Der russische Politologe Dmitrij Jewstafjew hat sich am 6. September in der Talkshow „Ein Abend mit Wladimir Solowjow“ des russischen Staatsfernsehens „Rossija-1“ an Kollegen-Politologen mit dem Appell gewandt, zu begreifen, was für einen Fehler wir bei der Analyse der Länder des Westens begingen. Die Initiative von Dmitrij Jewstafjew kann man als den Beginn einer ernsthaften Diskussion über das Neudurchdenken der einheimischen Wissenschaft über die internationalen Beziehungen begrüßen.
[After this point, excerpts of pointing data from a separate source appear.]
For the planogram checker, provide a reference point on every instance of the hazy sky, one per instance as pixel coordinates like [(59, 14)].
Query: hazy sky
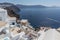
[(34, 2)]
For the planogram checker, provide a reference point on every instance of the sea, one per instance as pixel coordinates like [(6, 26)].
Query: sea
[(39, 17)]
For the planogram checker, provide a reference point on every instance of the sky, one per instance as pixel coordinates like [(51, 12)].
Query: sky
[(34, 2)]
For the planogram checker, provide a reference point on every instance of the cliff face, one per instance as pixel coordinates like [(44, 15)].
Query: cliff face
[(11, 9)]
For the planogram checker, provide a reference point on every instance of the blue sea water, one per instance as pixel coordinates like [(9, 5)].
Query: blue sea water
[(49, 17)]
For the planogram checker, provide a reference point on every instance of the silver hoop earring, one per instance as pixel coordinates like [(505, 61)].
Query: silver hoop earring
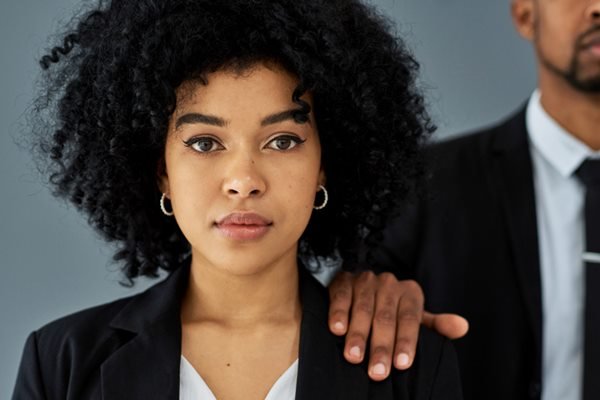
[(162, 206), (325, 198)]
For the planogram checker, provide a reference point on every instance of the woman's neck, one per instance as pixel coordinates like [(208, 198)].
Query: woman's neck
[(262, 298)]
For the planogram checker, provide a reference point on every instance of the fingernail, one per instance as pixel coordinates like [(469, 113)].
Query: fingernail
[(378, 369), (402, 360), (355, 351)]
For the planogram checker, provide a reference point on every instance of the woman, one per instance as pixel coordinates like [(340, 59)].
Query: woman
[(222, 142)]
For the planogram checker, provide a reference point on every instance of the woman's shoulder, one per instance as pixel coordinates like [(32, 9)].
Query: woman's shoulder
[(435, 372), (84, 324)]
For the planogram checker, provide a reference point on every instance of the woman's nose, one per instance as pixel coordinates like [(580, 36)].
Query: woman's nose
[(244, 179)]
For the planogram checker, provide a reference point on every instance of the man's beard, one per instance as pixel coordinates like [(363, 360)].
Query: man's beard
[(572, 74)]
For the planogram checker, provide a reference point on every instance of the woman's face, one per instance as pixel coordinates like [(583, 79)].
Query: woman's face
[(241, 173)]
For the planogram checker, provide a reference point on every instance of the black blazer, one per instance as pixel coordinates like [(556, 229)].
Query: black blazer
[(131, 348), (473, 240)]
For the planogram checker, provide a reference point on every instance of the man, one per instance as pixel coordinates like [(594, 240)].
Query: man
[(501, 234)]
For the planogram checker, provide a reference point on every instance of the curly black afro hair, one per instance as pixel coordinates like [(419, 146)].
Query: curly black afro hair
[(109, 90)]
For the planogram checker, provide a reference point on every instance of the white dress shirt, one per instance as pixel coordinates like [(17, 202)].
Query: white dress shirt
[(193, 387), (559, 198)]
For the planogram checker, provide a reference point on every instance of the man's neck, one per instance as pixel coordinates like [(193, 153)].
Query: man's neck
[(577, 112)]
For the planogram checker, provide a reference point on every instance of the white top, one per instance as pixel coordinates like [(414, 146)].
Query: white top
[(560, 199), (193, 387)]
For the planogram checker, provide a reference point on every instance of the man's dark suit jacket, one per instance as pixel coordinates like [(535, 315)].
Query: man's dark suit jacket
[(130, 349), (473, 241)]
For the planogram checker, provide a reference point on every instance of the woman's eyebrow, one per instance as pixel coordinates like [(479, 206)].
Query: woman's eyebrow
[(198, 118), (282, 116)]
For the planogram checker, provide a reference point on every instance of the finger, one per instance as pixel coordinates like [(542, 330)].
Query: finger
[(383, 334), (452, 326), (340, 296), (363, 304), (410, 313)]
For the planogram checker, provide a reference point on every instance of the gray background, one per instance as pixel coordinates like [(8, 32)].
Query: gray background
[(475, 71)]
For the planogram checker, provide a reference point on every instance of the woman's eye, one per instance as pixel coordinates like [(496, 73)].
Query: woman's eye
[(204, 145), (284, 142)]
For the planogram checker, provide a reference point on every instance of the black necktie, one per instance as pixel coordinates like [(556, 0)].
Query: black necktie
[(589, 175)]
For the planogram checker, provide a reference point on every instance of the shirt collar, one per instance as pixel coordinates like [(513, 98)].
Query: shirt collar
[(561, 149)]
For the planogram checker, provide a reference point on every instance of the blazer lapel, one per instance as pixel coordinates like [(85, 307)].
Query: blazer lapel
[(147, 366), (323, 373), (514, 173)]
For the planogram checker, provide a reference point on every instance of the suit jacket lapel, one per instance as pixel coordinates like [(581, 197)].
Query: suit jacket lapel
[(147, 366), (514, 173), (322, 371)]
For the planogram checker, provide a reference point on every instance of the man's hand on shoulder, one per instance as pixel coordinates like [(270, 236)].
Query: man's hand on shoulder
[(391, 311)]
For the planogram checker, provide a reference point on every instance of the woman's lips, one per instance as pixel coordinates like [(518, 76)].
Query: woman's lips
[(243, 226)]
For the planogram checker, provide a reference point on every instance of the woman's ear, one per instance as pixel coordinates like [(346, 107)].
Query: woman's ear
[(162, 179), (322, 178)]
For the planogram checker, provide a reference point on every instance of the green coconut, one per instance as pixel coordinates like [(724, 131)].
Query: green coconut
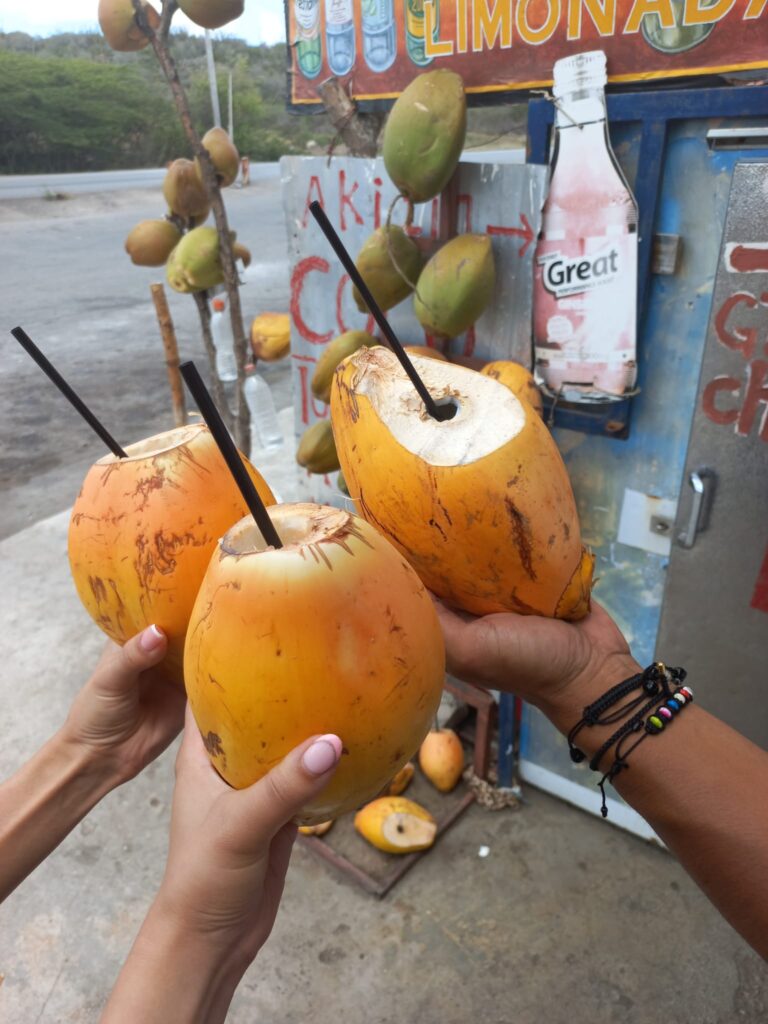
[(379, 269), (456, 286), (424, 134)]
Schließlich ruft er uns auf, zu begreifen, warum viele einheimische Experten (und Möchtegern-Experten – Anmerkung der Redaktion) bis in die jüngste Vergangenheit daran geglaubt hatten, dass es Russland gelingen werde, konstruktive Beziehungen mit dem Westen ungeachtet der offen feindseligen Handlungen von Washington und Brüssel zu gestalten.

Ich nehme an, dass es einen Fehler der russischen Experten als solchen nicht gegeben hat. Unter den einheimischen Politologen gibt es viele hochklassige Profis, Kenner sowohl einzelner Länder des Westens als auch des Westens als einheitliches bzw. geschlossenes System USA-NATO-EU an sich. Die Fehler waren in der Breschnew-UdSSR der 1960er Jahre gelegt worden und trugen einen Systemcharakter.

Der erste Fehler ist das Nichtbegreifen, dass die einheimischen und westlichen Experten eine unterschiedliche Sicht auf das Wesen der internationalen Beziehungen haben. Die in der UdSSR dominierende marxistische Ideologie legte das Schwergewicht auf die Probleme des Klassenkampfs und der Klassensolidarität. Das Proletariat unterschiedlicher Länder spürt eine Gemeinsamkeit seiner Interessen. Und die Bourgeoisie – die der ihrigen. Von daher ergab sich im Übrigen der naive Glaube zuerst daran, dass das Proletariat der westlichen Länder bereit sein werde, die UdSSR zu unterstützen, und später – dass man mit dem Übergang Russlands zum Kapitalismus es in die „westliche Gemeinschaft“ aufnehmen werde. Die anglo-amerikanischen Schulen hatten aber immer die internationalen Beziehungen als einen Kampf nationaler Staaten angesehen. Die Frage besteht in seiner Form und seinen Methoden in Abhängigkeit von der Epoche.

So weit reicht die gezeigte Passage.